La polizia giudiziaria del comando provinciale di Ragusa, nell’ambito di un’operazione soprannominata “Sole Cocente”, ha denunciato il titolare di un’azienda agricola ubicata a Vittoria che utilizzava per le proprie attività personale in nero ed irregolare. I trentadue lavoratori finiti sotto la lente della giustizia erano per lo più di origine extracomunitaria.
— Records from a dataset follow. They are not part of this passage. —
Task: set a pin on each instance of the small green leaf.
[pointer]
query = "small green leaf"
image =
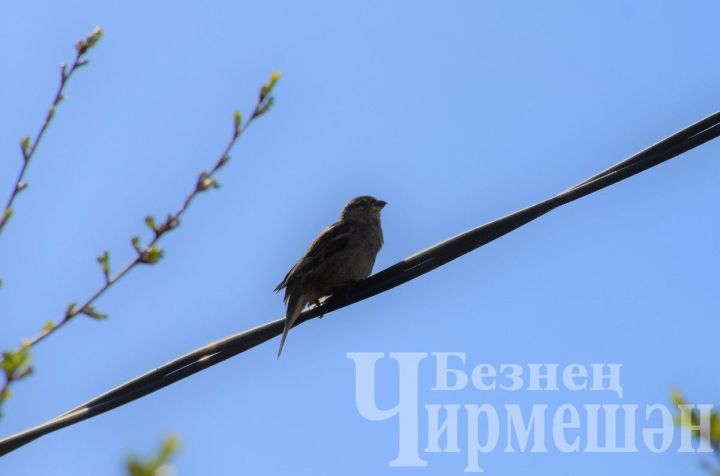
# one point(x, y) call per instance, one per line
point(170, 223)
point(205, 182)
point(104, 260)
point(25, 146)
point(268, 87)
point(150, 222)
point(15, 364)
point(136, 243)
point(265, 107)
point(83, 46)
point(90, 311)
point(237, 117)
point(151, 255)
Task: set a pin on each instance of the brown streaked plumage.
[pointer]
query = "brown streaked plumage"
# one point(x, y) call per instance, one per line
point(342, 254)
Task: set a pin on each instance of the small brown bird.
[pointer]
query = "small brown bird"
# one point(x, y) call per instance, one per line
point(342, 254)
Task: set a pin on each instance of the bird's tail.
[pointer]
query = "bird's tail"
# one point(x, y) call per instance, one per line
point(294, 308)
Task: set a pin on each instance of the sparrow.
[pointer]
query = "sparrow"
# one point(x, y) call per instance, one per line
point(341, 255)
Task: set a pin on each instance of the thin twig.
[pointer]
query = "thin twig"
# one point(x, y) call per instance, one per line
point(28, 147)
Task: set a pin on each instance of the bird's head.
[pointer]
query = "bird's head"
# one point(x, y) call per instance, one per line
point(363, 208)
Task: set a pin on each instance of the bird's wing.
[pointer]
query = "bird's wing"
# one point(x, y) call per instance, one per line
point(332, 239)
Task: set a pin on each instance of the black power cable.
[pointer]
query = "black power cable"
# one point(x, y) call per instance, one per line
point(402, 272)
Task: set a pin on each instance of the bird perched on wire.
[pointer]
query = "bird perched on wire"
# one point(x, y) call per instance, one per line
point(341, 255)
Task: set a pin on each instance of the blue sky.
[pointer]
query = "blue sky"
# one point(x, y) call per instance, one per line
point(455, 113)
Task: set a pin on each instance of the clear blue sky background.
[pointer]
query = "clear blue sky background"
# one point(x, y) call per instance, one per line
point(455, 113)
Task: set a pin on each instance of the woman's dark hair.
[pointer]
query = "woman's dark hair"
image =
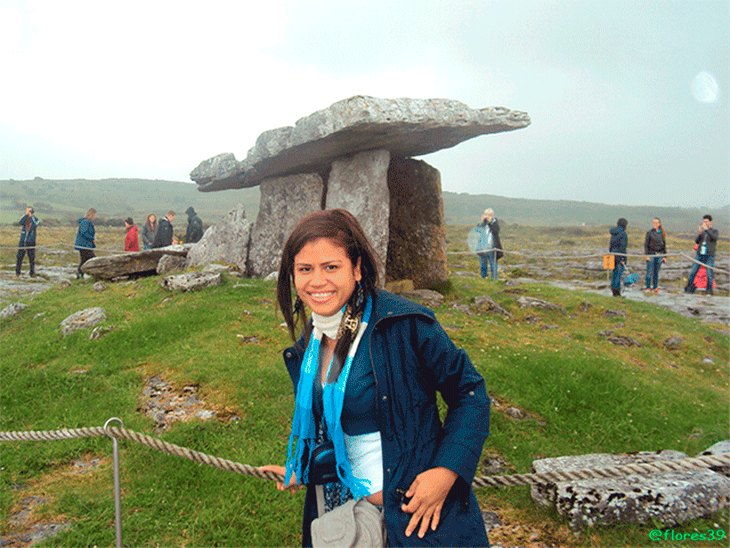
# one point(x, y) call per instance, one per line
point(342, 228)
Di loro, una ventina risultava essere senza contratto di lavoro, mentre dodici erano irregolari.

Sanzione di 50.000 euro per l’azienda

Insieme al proprietario dell’azienda, a cui è stata comminata una sanzione di circa 50.000 euro, sono finiti nei guai due reclutatori di manodopera che gestivano i pagamenti settimanali dei lavoratori, da cui trattenevano una provvigione a titolo di compenso.

Quando la Guardia di Finanza ha fatto irruzione nella proprietà, i lavoratori si trovavano nelle serre adibite a coltivazione di prodotti agricoli distribuite in un terreno di 15 ettari.

I finanzieri hanno inoltre riscontrato che dodici dei lavoratori in nero percepivano indebitamente il reddito di cittadinanza. Sono stati denunciati in Procura ed è stato richiesto il sequestro preventivo di 98.550 euro, pari alle somme indebitamente percepite.

L’operazione era stata condotta per combattere il lavoro sommerso, il fenomeno dello sfruttamento dei lavoratori (caporalato), l’immigrazione illegale e l’indebita percezione del reddito di cittadinanza.